Era verdade. A mãe fodera Débora. Uma filha bonita só serve para agarrar um bom partido. Mas a mãe dele nada fizera.
-Você me amava Débora? – havia emoção na voz, algo que pensava estar morto. Fábio não se julgava capaz de amar.
-Eu te amo! Faça amor comigo agora.
-Não posso. Você está morrendo...
-Não quero morrer sem ter amado alguém de verdade! Faça amor comigo agora, por favor.
Confuso, Fábio não sabe o que fazer. A adolescência volta e todo seu influxo; desejos, paixões, sonhos desenfreados se misturam.

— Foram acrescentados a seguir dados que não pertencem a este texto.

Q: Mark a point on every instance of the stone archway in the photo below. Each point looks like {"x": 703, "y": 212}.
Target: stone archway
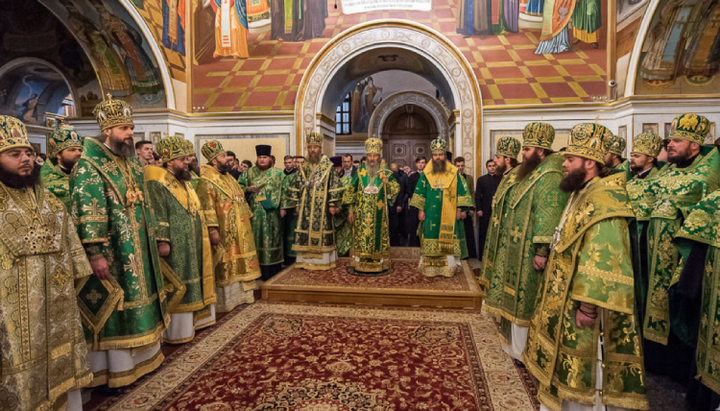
{"x": 440, "y": 113}
{"x": 421, "y": 40}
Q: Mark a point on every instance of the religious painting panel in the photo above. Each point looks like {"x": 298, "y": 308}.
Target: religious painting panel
{"x": 251, "y": 55}
{"x": 167, "y": 19}
{"x": 681, "y": 51}
{"x": 120, "y": 54}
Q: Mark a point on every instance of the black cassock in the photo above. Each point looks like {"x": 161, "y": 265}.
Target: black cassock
{"x": 484, "y": 192}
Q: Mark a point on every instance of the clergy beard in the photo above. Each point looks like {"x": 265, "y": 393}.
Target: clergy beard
{"x": 439, "y": 166}
{"x": 194, "y": 166}
{"x": 314, "y": 157}
{"x": 14, "y": 180}
{"x": 574, "y": 181}
{"x": 527, "y": 166}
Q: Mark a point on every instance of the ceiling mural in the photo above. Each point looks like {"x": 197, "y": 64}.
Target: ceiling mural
{"x": 681, "y": 51}
{"x": 252, "y": 56}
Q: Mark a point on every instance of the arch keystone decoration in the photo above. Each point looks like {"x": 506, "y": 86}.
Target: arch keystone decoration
{"x": 426, "y": 43}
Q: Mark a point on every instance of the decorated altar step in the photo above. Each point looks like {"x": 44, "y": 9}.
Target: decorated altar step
{"x": 403, "y": 285}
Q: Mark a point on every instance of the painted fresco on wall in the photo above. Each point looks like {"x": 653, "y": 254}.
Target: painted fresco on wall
{"x": 247, "y": 63}
{"x": 167, "y": 19}
{"x": 42, "y": 62}
{"x": 681, "y": 52}
{"x": 122, "y": 59}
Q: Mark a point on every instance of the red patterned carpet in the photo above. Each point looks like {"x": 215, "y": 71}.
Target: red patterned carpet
{"x": 323, "y": 358}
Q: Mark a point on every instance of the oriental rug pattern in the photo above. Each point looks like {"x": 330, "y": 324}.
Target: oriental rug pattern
{"x": 273, "y": 356}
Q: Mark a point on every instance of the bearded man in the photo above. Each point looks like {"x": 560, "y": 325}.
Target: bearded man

Ele ama Débora, sempre a amou – tudo teria sido diferente se tivessem ficado juntos.
-Tem uma camisinha na minha bolsa.
Sem bem saber o que estava fazendo Fábio deita sobre ela; a camisinha no membro.
-Vem, vem – ela diz na voz mais baixa até então, mas ele a ouve, nunca ouvira tanto.
O corpo dela embaixo do dele ferve; é a febre, o desejo. Fábio imaginou que a penetração seria difícil, mas ela estava úmida. Tudo foi muito fácil, muito rápido. Débora gemia, estertorava, tinha seu último instante. A febre a fazia contorcer-se, mas havia algo mais: um prazer louco, selvagem. Ela estava gozando, Fábio sentia, gozando como nunca, talvez pela primeira vez na vida.
Eram marido e mulher; a simbiose perfeita. Fábio, então, lembrou-se da mãe: “Você nunca vai ser nada”, “Sai desse canto menino”. Débora tem razão: sua mãe o fodera. Ele era puro; não fosse mamãe, Fábio seria outro, melhor.
Percebe que estivera sempre esperando por ela, sua Débora, sua fadinha de cachinhos amarelos. Ele não ia deixar de gozar na sua esposa, não lhe ia negar seu sêmen. Num arroubo arranca a camisinha atirando-a longe. Penetra, penetra fundo: forte, rápido, violento; e o suspiro dela morrendo se confunde com o dele gozando.